Family & Education

Teachers deserve our thanks

It is entirely misplaced to think of teaching as a 'cushy number', writes the head of Partnerships for Jewish Schools


BRISTOL, ENGLAND - FEBRUARY 01: Teachers and supporters strike outside Bristol Cathedral Choir School on February 1, 2023 in Bristol, United Kingdom. Public sector union members in education, the civil service and the Railways are taking part in strike action across the UK today. Teachers are walking out for the first time over pay and conditions joining 100,000 civil servants who are also seeking a pay rise. ASLEF and RMT train drivers are continuing a long-running strike and will also walk out on Friday. (Photo by Finnbarr Webster/Getty Images)

There are few words that seem to cause more annoyance than “teacher strikes”.  The disruption can be considerable, not only to the children who are losing out on their learning, but to parents who are often unable to go to work if a school closes.

For school leaders this is also a difficult time.  As always, the priority must be to ensure a safe environment for their students and if there are insufficient teachers, then a school would be forced to close.
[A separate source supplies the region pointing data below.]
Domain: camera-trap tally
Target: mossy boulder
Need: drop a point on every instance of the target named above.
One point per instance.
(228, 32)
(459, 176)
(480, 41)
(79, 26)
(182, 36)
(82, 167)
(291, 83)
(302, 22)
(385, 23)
Some schools will try to arrange a distanced learning provision, but as we all know too well, this is far from ideal.

Strikes are intended to be disruptive and the impact on children’s learning cannot be understated. As a parent of an A level student in the final term before her exams, I am sure the last thing she needs is six days of disrupted learning. Interestingly, this concern is reflected in Jewish law, with many rabbis questioning whether it is acceptable for a teacher to strike.   

This places many teachers in a difficult position. They have dedicated their lives to education and now find themselves taking action that interrupts their students’ learning. Yet if they don’t strike, it sends a message that they are not sympathetic to the concerns being raised, which is simply untrue.
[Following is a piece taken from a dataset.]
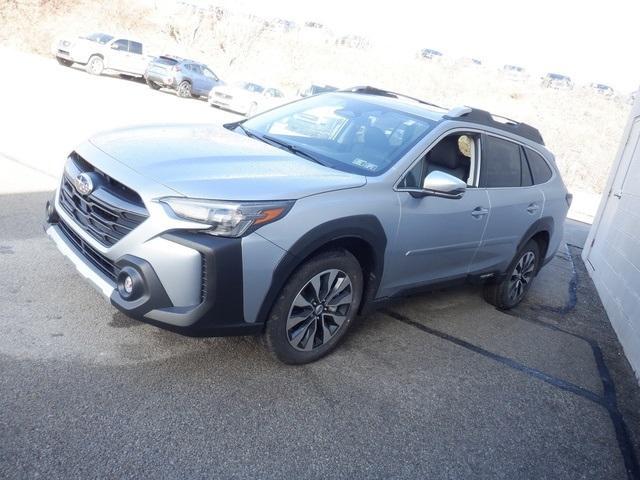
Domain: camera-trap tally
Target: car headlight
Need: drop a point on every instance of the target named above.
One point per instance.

Too often there is a perception that teaching is a bit of a cushy number — short days, long holidays and a good salary.  The reality is very different.  Teachers are expected to engage their students with dynamic and interactive lessons that show good classroom control and high levels of learning.  While most of us struggle to do this with our children for one hour, they will be teaching 30 students for 25 hours each week.

However, the time spent in the classroom is only the tip of the iceberg. Teachers are required to prepare lessons, mark students’ work and, let’s not forget, respond to the many emails they will have received from parents and their school. This can take a significant amount of time and a DfE workload survey in 2019 showed that on average teachers work an additional 12.8 hours during weekends, evenings and out-of-hours school. For newly qualified teachers or those teaching extra Jewish studies or after school clubs, this could be significantly more.

Teachers’ pay is also a significant concern and the cost-of-living crisis has exacerbated an already severe issue. For a teacher wanting to buy kosher food, this will create an even greater financial burden and then factoring in the cost of festivals, living in a Jewish neighbourhood and the reality is that it can be almost impossible to make ends meet.

Invariably, this results in the need to teach private lessons with the net result that many teachers are working six days a week from early morning till late at night and having little or no time for their family or friends.  While other industries are increasingly focusing on a work-life balance and often offering opportunities for working from home, a teacher’s life is becoming increasingly unbalanced and rarely being at home.

It is little wonder that there is a recruitment crisis and while strikes are terribly inconvenient, we need to appreciate that they are reflecting a legitimate concern which, unless addressed, may precipitate an even greater crisis.

However, there are many aspects to job satisfaction and perhaps it is time we start appreciating our teachers more and valuing their dedication.  NHS workers may not want our claps but I suspect many of our teachers do.  So, to any teacher reading this article — thank you!